Surface-mount technology (SMT) is a technology that automates electronic circuits production in which components are mounted or placed onto the surface of printed circuit boards. Solder paste printing (SPP) is the most delicate stage in SMT. It prints solder paste on the pads of an electronic circuit panel. Thus, SPP is followed by a solder paste inspection (SPI) stage to detect defects. SPI scans the printed circuit board for missing/less paste, bridging between pads, miss alignments, and so forth. Boards with anomaly must be detected, and boards in good condition should not be disposed of. Thus SPI requires high precision and a high recall.

The PCB-AoI dataset is a part of the open-source distributed synergy AI benchmarking project KubeEdge-Ianvs. Ianvs is honored to be the First site that this dataset is released and the Ianvs working group put it on Kaggle as The PCB-AoI public dataset. It is released by KubeEdge SIG AI members from China Telecom and Raisecom Technology.

Below shows two example figures in the dataset.

Data Explorer

In this dataset, more than 230 boards are collected and the number of images is enhanced to more than 1200. Detailedly, the dataset include two parts, i.e., the train and the test set. The train set includes 173 boards while the test set includes 60 boards. That is, the train-test ratio is around 3:1 in terms of PCB boards. Data augmentation is conducted, boosting the train-test ratio to 1211:60 (about 20:1) in term of images.

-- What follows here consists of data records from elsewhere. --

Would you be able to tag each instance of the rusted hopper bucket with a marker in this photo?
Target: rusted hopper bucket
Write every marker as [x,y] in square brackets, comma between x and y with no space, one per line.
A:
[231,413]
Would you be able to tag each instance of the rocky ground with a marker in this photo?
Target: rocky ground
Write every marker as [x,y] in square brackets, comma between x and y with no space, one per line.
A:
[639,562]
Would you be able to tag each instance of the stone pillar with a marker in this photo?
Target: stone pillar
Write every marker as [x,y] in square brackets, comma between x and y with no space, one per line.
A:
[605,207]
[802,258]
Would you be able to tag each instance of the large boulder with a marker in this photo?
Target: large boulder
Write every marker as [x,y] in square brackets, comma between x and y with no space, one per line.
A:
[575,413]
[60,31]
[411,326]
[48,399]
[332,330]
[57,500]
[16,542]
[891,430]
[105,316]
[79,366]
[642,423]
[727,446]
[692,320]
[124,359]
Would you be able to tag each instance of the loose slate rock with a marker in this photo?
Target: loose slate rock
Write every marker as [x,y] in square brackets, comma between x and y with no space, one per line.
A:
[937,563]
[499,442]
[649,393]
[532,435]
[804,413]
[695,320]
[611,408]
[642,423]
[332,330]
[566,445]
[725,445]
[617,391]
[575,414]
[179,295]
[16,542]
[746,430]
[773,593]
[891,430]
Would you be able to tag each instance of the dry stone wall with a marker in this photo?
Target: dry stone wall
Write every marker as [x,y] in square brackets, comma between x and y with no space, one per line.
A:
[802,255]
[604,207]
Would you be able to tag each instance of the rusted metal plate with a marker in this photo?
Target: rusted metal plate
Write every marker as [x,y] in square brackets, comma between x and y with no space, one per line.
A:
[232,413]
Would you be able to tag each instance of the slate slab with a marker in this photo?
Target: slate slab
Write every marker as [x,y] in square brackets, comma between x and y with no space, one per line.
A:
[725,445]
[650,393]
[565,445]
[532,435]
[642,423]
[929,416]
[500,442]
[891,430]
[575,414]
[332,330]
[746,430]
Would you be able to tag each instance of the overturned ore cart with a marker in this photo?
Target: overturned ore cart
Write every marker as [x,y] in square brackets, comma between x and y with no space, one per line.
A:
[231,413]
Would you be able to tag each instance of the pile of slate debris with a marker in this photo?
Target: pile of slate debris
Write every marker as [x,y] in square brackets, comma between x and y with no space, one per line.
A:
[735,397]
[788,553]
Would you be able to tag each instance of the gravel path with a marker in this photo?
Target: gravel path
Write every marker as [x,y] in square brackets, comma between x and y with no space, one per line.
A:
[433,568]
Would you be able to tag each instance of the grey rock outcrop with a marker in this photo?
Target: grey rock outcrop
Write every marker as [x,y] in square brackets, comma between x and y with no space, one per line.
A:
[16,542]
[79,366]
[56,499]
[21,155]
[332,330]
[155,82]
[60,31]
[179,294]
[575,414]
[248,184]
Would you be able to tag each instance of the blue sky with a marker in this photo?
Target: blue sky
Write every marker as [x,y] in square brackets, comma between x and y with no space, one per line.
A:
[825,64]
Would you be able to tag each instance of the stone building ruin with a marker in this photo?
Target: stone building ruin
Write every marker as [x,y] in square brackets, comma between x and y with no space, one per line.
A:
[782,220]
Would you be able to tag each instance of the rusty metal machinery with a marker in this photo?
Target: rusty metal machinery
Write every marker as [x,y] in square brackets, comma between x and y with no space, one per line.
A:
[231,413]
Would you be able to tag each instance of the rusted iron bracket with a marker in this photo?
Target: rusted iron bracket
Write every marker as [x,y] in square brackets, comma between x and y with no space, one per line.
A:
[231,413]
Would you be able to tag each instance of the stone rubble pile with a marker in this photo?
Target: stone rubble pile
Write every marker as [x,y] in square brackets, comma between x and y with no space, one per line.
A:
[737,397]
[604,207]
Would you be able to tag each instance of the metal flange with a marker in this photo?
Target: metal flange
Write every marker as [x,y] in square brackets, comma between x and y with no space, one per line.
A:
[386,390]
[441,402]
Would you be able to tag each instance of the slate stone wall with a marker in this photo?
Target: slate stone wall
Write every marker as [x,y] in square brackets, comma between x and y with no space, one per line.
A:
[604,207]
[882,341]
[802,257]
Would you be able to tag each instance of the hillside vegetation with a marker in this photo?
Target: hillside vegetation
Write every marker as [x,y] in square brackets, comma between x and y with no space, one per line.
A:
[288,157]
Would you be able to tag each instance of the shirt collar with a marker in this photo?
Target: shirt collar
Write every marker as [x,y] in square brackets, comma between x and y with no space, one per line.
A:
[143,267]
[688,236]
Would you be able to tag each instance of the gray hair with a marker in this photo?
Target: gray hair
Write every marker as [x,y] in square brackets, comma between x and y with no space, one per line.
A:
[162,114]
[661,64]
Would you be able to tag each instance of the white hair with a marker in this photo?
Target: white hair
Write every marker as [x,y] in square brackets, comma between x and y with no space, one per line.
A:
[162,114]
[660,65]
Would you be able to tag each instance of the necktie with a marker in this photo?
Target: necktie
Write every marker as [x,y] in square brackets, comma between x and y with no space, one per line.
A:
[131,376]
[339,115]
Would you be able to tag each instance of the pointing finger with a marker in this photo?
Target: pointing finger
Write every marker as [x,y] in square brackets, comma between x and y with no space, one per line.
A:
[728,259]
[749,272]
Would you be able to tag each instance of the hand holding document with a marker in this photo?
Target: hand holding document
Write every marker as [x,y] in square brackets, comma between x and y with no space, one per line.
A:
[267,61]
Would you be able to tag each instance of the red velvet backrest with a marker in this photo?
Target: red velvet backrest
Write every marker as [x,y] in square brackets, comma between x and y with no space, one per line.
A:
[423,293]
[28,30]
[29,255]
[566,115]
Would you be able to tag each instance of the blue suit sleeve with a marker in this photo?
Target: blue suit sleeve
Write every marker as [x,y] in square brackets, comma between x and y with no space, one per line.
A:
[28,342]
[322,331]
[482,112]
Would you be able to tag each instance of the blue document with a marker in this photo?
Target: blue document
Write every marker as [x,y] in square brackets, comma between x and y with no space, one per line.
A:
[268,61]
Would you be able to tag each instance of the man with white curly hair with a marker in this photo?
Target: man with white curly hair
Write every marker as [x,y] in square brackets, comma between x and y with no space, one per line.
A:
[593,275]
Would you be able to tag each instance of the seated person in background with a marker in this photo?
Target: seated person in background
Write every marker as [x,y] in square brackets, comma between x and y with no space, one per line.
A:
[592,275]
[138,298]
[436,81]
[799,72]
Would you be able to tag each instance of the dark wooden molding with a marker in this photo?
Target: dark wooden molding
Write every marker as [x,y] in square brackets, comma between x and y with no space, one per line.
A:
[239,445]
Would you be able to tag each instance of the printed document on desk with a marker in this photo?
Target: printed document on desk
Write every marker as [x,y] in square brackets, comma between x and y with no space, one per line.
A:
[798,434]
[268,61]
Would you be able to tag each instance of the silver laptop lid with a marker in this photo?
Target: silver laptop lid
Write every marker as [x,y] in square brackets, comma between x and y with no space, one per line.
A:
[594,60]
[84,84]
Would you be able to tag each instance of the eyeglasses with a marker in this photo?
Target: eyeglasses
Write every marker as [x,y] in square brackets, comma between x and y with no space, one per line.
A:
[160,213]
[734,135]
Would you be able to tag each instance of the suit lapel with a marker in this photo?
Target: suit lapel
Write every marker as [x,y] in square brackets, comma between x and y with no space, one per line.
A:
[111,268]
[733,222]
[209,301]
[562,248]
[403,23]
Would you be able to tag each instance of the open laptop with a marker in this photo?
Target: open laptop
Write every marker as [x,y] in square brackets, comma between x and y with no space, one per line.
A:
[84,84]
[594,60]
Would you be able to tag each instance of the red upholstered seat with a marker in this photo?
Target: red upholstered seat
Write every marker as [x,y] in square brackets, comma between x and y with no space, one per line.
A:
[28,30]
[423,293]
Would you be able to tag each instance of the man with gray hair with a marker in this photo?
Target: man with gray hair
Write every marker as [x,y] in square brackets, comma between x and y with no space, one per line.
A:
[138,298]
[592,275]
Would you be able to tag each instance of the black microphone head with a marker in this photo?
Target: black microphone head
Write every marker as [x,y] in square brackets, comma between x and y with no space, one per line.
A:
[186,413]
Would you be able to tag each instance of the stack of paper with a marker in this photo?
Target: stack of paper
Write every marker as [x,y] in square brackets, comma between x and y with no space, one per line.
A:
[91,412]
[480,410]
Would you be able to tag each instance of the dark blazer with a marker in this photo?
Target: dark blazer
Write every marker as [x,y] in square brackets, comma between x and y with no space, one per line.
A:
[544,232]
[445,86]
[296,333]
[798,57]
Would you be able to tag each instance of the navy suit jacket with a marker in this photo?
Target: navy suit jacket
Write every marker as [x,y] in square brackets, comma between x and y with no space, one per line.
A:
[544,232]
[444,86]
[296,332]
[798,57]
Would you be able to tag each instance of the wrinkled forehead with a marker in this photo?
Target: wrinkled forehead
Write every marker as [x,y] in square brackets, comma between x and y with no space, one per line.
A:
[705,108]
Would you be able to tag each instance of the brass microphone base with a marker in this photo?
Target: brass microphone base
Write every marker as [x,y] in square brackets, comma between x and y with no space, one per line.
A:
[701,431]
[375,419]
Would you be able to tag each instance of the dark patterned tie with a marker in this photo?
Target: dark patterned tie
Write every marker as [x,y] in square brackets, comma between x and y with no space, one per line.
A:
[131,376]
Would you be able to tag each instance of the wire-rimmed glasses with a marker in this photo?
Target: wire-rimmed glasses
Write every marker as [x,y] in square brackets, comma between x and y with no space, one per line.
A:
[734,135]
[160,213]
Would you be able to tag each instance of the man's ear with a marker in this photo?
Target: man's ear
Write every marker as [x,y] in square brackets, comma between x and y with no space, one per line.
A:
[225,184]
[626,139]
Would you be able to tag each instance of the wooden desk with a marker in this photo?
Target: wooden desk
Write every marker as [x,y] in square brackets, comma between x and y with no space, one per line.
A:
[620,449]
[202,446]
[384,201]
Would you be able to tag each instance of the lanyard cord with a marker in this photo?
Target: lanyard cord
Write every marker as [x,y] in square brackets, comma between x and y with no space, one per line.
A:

Both directories of train_data and test_data include the index file which recodes the mapping between the raw images and the label of annotation.

The directories of this dataset is as follows:

├── PCB-AoI Dataset
│   ├── train_data
│       ├── Annotation
│       ├── JPEGImages
│       ├── index.txt
│   ├── test_data
│       ├── Annotation
│       ├── JPEGImages
│       ├── index.txt
│   ├── train_data_augmentation
│       ├── Annotation
│       ├── JPEGImages
│       ├── index.txt

The following is part of index.txt:

./JPEGImages/20161019-SPI-AOI-1.jpeg ./Annotations/20161019-SPI-AOI-1.xml
./JPEGImages/20161020-SPI-AOI-5.jpeg ./Annotations/20161020-SPI-AOI-5.xml
./JPEGImages/20161021-SPI-AOI-13.jpeg ./Annotations/20161021-SPI-AOI-13.xml
./JPEGImages/20161021-SPI-AOI-14.jpeg ./Annotations/20161021-SPI-AOI-14.xml
./JPEGImages/20161021-SPI-AOI-15.jpeg ./Annotations/20161021-SPI-AOI-15.xml

Column 1 stands for the file path of the raw image, and column 2 is the file path of corresponding annotation file.In this dataset, the xml annotation follows Pascal VOC XML format. you can find more description of Pascal VOC XML at here.